Effects of verapamil on uptake and in vitro toxicity of anthracyclines in human leukemic blastcells

The effect of a calcium channel blocker, verapamil, on intracellular uptake and cytotoxicity of anthracyclines in vitro was studied on leukemic cells from 32 patients with acute non‐lymphoblastic leukemia. Cells were isolated from peripheral blood or bone‐marrow and incubated with a concentration of 0.2 μmol/l, 0.5 μmol/l and/or 1.0 μmol/l of doxorubicin or daunorubicin in the absence and presence of verapamil at a concentration of 2 μmol/l and/or 10 μmol/l. Intracellular uptake was determined at the end of the incubations by photofluorometer and the in vitro cytotoxicity was determined after 5 days culturing in liquid medium by dye exclusion according to Weisenthal. Verapamil significantly increased the intracellular uptake of anthracyclines 0.5 μmol/l and 1.0 μmol/l and the cytotoxic effect of anthracyclines 0.2 μmol/l and 0.5 μmol/l and affected doxorubicin and daunorubicin equally. There were no significant differences between the two concentrations of verapamil. Cells from different FAB‐groups were equally affected by verapamil.
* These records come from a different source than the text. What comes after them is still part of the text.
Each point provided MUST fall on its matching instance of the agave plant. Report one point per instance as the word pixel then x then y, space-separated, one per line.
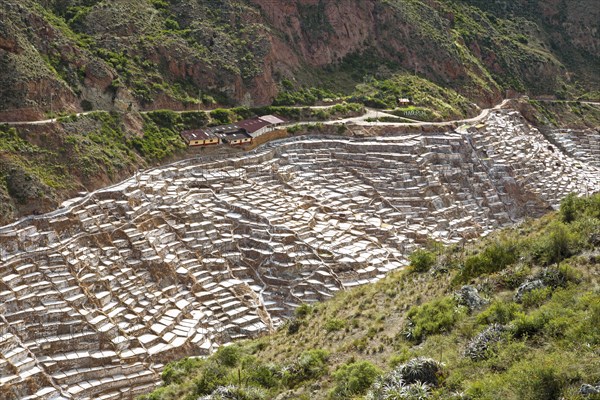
pixel 421 369
pixel 410 381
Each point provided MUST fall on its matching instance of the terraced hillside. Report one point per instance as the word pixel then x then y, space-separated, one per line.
pixel 97 296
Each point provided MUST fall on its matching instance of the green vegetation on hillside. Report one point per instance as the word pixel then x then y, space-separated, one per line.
pixel 527 326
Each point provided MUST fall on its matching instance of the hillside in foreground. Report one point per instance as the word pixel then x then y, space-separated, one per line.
pixel 512 316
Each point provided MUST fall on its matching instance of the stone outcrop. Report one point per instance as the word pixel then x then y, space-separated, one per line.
pixel 97 296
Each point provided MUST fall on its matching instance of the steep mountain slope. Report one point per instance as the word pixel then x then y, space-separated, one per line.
pixel 61 55
pixel 515 316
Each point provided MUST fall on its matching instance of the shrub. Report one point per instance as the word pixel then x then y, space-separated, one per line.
pixel 493 258
pixel 177 371
pixel 229 355
pixel 310 365
pixel 354 379
pixel 213 375
pixel 265 375
pixel 559 243
pixel 334 324
pixel 421 369
pixel 527 325
pixel 536 297
pixel 421 260
pixel 568 208
pixel 303 310
pixel 499 312
pixel 437 316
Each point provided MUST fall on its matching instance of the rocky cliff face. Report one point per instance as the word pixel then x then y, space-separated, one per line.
pixel 58 55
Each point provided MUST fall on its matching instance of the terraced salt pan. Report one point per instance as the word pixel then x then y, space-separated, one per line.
pixel 96 297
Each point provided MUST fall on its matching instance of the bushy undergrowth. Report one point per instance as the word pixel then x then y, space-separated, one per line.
pixel 535 336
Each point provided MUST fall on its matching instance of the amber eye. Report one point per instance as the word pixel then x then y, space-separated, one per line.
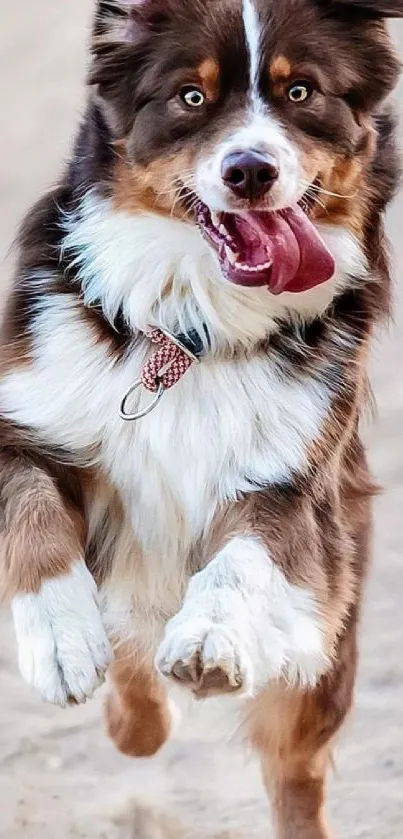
pixel 193 97
pixel 299 92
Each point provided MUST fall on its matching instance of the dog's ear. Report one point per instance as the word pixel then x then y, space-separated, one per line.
pixel 372 8
pixel 118 46
pixel 117 22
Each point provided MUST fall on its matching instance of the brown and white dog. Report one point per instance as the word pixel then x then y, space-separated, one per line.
pixel 228 185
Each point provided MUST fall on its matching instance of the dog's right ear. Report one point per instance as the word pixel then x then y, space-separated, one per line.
pixel 118 46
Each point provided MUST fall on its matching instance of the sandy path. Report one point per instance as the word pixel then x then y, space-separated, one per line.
pixel 59 776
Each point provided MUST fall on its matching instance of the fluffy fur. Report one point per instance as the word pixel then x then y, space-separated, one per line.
pixel 222 542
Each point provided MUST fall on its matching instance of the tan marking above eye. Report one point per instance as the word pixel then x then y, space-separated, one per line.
pixel 209 74
pixel 280 69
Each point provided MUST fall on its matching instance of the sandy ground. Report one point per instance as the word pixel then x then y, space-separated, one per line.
pixel 59 776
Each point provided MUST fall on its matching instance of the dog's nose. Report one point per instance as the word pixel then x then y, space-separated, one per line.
pixel 249 174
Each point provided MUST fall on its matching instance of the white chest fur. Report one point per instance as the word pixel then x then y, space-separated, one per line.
pixel 226 427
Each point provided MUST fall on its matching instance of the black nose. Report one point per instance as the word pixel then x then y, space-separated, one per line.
pixel 250 174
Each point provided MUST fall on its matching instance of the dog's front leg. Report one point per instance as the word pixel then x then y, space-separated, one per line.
pixel 241 625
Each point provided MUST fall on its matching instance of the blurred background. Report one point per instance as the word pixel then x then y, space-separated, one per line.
pixel 59 776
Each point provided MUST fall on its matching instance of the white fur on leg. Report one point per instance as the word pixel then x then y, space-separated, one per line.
pixel 63 650
pixel 241 625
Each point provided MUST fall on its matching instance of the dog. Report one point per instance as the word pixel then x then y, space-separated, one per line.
pixel 185 497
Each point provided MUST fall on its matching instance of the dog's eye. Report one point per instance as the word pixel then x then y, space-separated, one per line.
pixel 193 97
pixel 299 92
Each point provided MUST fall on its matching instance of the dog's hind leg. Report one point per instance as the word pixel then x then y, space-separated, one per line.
pixel 138 714
pixel 294 731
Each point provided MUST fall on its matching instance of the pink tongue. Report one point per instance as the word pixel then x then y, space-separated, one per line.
pixel 287 239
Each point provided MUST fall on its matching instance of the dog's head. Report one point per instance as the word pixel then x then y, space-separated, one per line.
pixel 249 118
The effect on intracellular uptake was higher in cells from patients who were resistant to therapy compared to those who achieved a complete remission. We conclude that verapamil has an effect on intracellular uptake and cytotoxicity of anthracyclines on tumor cells from patients with acute non‐lymphoblastic leukemia. The prognostic and therapeutic relevance of this has to be further evaluated.